Pregabalin (brand name Lyrica) is an anticonvulsant medication used to treat neuropathic, or nerve, pain related to multiple sclerosis and other conditions. Pregabalin decreases the number of pain signals transmitted by damaged nerves in the body.
Pregabalin is taken orally, usually two or three times a day (with or without food), and should be taken around the same time each day. While it can help to control pain, it will not treat or cure the underlying condition. Several weeks of use may be needed for the full benefits of pregabalin to be felt.
Pregabalin should not be stopped abruptly when pain symptoms ease, or withdrawal symptoms may appear, such as sleep disorders, nausea, diarrhea and headaches. Rather, under a doctor’s advice, dosage is gradually decreased. Because it can be addictive, anyone using pregabalin is advised to strictly follow the prescribed dosage.
Common side effects can include dizziness, drowsiness, loss of balance or coordination, memory and concentration problems, swelling of the breasts, tremors, dry mouth, and constipation.

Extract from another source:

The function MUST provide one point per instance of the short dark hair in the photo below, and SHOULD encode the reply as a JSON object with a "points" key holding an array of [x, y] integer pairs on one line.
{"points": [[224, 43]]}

There is no generic version of pregabalin available.
Pain can have a significant negative impact on the quality of life for people with MS. A combination of medicine and positive lifestyle changes, such as exercise and staying active, massages, chiropractic treatments, hydrotherapy, and acupuncture, may be of benefit.
Over-the-counter analgesics are typically not enough to ease the pain caused by nerve damage in the central nervous system, so drugs like pregabalin that treat seizures (phenytoin, gabapentin, carbamazepine), antidepressants (amitriptyline, nortriptyline), and some benzodiazepines (clonazepam) are common first choices for pain management in MS.